Remix.run Logo
cztomsik 2 days ago

I have no idea how it works actually (in google) but I wouldn't be surprised if it was just post-training because recently RWKV people did something similar: They replaced the whole attention mechanism with WKV (forward-only linear attention), and created such franken-stein just by post-training.

The big wow moment about that is that it sort of implies that most of the useful knowledge is in the FFN, and attention itself is not that unique/important.

https://substack.recursal.ai/p/qwerky-72b-and-32b-training-l...

BTW: It could be also interesting to try use already trained attention and see how long the FFN itself takes in the gpt2 speedtraining (it would be against the rules but still very interesting IMHO - definitely something I'd like to read paper about) https://github.com/KellerJordan/modded-nanogpt

Also, I read yesterday that at some point, the embeddings across all of the models are (very) comparable/similar, and a simple converter can be trained, and if both of these statements are true maybe we could just train everything much faster just by sharing fixed embeddings and attentions.

spwa4 2 days ago | parent | next [-]

Ever notice that attention is (with the highest respect to the original researchers) "just" inputting the entire past of the network into a reverse-MoE neural network? (meaning the expert is selecting parts of the input instead of parts of the neural network to execute)

In a way everyone knew this would work.
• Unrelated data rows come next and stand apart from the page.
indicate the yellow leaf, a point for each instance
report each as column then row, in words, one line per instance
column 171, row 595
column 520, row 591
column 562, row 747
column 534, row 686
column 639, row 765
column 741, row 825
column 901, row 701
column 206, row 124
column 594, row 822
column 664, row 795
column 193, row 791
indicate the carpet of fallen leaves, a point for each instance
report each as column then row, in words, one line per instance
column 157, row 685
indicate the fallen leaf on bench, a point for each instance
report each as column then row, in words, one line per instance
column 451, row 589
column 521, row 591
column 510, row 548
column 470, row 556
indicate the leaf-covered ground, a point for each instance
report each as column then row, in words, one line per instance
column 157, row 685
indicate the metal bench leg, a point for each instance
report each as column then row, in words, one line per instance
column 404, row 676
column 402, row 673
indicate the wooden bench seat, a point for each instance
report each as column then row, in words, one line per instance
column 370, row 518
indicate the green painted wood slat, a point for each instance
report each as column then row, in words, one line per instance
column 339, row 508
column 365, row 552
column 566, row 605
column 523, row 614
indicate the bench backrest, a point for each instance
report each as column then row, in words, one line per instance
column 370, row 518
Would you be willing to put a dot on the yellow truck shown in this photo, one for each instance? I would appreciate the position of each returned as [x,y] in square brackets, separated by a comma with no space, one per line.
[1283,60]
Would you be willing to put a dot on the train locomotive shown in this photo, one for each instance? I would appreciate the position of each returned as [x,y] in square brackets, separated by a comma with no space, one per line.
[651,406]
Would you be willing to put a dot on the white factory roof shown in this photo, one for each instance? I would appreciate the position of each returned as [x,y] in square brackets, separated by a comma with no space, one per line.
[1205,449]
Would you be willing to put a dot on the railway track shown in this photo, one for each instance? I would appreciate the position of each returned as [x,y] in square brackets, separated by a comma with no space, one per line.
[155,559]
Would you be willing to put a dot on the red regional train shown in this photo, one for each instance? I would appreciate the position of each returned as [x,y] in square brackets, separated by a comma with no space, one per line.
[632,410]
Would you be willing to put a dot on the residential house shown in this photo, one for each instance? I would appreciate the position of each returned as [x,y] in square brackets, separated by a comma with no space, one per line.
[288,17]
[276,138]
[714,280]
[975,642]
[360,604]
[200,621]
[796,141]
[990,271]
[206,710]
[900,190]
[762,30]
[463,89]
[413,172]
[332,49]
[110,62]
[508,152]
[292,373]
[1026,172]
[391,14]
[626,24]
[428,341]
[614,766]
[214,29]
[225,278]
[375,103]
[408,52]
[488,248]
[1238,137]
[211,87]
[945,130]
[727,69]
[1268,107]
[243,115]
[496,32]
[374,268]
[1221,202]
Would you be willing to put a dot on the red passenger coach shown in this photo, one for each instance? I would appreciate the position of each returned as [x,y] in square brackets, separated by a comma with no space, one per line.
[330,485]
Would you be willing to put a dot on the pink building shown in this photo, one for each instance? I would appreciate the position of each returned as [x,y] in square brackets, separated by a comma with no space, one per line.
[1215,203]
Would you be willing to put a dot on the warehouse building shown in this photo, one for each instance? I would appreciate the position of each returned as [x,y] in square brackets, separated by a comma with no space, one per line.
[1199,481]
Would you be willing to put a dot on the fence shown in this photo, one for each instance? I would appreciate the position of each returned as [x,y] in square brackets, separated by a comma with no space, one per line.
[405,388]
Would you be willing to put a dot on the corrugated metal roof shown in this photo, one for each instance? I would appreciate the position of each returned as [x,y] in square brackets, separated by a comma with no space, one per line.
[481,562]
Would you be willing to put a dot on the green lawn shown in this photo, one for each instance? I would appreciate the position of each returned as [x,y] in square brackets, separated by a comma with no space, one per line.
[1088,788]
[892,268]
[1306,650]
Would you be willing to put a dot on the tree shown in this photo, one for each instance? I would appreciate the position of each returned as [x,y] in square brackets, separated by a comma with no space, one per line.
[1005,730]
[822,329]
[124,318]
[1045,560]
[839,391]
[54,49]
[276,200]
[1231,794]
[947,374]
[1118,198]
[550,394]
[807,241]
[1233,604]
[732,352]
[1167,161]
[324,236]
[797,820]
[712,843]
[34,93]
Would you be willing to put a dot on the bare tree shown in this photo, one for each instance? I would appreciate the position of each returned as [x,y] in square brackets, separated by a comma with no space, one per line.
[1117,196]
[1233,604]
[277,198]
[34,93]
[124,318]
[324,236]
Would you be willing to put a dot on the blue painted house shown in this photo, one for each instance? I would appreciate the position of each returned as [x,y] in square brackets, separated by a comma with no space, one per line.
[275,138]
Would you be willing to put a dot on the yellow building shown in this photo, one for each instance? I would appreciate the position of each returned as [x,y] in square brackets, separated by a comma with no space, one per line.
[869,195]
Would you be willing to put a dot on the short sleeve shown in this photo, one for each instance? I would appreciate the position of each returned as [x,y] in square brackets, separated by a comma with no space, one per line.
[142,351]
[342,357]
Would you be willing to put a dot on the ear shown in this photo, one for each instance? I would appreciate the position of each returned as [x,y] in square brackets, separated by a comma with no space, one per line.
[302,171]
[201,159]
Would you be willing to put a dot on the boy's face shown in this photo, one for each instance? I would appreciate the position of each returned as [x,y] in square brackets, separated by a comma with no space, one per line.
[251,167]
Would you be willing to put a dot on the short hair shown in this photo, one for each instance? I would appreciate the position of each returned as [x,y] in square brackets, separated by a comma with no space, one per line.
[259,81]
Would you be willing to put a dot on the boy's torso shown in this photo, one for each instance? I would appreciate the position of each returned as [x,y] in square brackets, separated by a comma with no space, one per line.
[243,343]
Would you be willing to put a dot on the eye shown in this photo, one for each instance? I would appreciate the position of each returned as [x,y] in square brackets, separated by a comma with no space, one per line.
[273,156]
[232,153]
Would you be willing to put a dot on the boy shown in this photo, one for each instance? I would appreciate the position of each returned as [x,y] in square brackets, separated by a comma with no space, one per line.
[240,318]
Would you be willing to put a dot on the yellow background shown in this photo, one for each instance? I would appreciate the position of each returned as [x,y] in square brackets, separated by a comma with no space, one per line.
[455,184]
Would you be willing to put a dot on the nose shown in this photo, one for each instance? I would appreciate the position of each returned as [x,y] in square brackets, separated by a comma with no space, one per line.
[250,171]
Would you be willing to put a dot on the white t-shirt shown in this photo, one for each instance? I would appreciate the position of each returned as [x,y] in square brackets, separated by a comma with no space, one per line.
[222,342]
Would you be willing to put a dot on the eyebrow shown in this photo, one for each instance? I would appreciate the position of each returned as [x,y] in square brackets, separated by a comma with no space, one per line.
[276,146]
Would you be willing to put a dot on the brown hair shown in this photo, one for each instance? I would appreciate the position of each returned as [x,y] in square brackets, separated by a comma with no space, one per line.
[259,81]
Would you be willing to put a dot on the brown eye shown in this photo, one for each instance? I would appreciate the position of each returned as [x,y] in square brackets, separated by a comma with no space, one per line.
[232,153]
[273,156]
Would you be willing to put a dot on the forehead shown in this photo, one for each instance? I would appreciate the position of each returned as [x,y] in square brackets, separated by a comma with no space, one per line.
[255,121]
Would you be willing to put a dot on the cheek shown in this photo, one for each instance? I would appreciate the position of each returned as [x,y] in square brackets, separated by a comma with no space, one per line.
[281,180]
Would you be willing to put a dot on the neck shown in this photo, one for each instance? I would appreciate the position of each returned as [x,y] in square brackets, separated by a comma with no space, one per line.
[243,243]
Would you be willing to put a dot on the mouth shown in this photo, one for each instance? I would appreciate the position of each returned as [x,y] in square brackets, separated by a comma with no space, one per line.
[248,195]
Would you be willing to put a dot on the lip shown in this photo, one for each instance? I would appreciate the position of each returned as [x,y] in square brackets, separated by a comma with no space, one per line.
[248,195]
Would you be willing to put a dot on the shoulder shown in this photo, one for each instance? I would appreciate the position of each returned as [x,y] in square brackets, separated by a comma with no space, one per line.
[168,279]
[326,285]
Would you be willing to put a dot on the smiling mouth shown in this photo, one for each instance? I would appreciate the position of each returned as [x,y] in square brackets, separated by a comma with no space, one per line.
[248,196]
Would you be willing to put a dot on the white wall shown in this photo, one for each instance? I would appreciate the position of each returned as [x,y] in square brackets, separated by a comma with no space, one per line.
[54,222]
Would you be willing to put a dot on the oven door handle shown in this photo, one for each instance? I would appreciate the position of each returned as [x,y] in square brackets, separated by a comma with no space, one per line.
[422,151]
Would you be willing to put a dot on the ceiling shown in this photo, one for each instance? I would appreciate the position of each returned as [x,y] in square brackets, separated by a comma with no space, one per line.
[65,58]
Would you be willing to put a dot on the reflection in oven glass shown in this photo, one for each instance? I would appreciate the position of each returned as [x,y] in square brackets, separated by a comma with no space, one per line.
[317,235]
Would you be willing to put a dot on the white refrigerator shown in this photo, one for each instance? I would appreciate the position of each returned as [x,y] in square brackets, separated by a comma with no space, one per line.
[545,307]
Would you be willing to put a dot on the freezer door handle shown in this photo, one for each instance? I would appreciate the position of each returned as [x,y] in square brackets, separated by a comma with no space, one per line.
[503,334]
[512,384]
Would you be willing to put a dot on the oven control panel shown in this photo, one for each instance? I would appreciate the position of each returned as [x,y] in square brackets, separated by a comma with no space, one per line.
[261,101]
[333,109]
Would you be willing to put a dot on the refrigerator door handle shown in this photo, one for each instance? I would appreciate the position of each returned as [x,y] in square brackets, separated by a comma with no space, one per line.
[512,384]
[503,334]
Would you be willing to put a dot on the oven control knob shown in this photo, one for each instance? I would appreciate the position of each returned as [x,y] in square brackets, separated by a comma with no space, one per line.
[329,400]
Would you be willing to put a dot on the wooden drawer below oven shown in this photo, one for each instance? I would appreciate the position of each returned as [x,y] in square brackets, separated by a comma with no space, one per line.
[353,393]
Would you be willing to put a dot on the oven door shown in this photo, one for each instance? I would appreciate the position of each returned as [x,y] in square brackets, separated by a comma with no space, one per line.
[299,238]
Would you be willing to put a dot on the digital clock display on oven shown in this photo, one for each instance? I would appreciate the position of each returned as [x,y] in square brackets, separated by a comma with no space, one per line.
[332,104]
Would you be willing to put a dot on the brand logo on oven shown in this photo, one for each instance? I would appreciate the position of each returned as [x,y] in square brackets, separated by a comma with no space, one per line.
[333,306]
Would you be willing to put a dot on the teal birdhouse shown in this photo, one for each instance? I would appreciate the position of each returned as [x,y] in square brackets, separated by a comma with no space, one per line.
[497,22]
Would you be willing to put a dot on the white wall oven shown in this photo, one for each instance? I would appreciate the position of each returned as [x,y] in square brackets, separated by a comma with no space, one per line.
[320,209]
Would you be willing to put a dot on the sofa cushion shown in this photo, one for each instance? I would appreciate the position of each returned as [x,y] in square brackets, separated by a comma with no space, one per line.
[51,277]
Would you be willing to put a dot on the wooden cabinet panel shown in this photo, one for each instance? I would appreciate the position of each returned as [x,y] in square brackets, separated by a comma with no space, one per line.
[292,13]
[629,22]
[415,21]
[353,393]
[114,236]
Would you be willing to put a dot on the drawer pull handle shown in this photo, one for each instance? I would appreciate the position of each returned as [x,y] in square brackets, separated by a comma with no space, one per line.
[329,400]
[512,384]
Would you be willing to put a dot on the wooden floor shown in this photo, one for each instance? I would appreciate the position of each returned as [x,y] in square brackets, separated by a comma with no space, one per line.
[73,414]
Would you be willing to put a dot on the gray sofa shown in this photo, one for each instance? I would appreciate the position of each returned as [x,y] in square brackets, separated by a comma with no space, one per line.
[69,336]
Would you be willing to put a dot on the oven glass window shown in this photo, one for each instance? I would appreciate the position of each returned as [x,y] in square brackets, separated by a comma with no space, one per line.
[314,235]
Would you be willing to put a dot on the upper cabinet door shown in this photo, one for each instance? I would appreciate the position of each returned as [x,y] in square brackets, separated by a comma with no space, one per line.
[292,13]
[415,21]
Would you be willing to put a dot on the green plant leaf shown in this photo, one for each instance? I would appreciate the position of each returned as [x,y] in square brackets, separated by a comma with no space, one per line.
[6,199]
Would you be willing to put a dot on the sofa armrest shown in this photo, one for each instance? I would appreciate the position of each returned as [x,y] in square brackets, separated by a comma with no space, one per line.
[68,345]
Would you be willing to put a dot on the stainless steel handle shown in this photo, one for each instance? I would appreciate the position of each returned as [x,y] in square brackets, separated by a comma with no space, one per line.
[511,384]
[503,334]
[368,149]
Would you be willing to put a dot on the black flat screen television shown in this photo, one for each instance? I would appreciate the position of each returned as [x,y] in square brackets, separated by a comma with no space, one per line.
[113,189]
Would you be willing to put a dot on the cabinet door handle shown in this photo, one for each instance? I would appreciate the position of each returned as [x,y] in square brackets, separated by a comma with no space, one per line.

Nobody did it because it's so inefficient even R and Python users thought that it would be ridiculously slow (or simply couldn't execute it enough to train to a reasonable extent)

scotty79 2 days ago | parent | prev | next [-]

Attention is just completely arbitrary way to split the network so the learning can be parallelized.

What contributed more towards success in my opinion are "shortcut connections" through layers which enable more influence on early layers during learning.

grumbelbart2 2 days ago | parent [-]

> What contributed more towards success in my opinion are "shortcut connections" through layers which enable more influence on early layers during learning.

For those who don't know, that is the idea behind ResNet (He et al., Deep Residual Learning for Image Recognition, https://arxiv.org/abs/1512.03385), one of the most influential papers in deep learning of all time.

Residual connections make it possible to train networks that are arbitrarily deep. Before ResNet, networks that were too deep were essentially not trainable due to vanishing or exploding gradients.

jonahx a day ago | parent | prev | next [-]

So is the famous "Attention is all you need" wrong?

cubefox 2 days ago | parent | prev | next [-]

> Also, I read yesterday that at some point, the embeddings across all of the models are (very) comparable/similar, and a simple converter can be trained

That was from here: https://news.ycombinator.com/item?id=44054425

slickytail 2 days ago | parent | prev [-]

The relative unimportance of the exact SDPA attention in use in modern transformers is already known: https://arxiv.org/abs/2111.11418

The FFN, normalization, and residual connections are absolutely irreplaceable -- but attention can be replaced with almost any other layer that shares information between tokens, such as pooling, convolution, random mixing, etc.

cztomsik a day ago | parent [-]

hm, residual is what I would not expect, can you elaborate why?

simsla a day ago | parent [-]

Avoids vanishing gradients in deeper networks.

Also, most blocks with a residual approximate the identity function when initialised, so tend to be well behaved.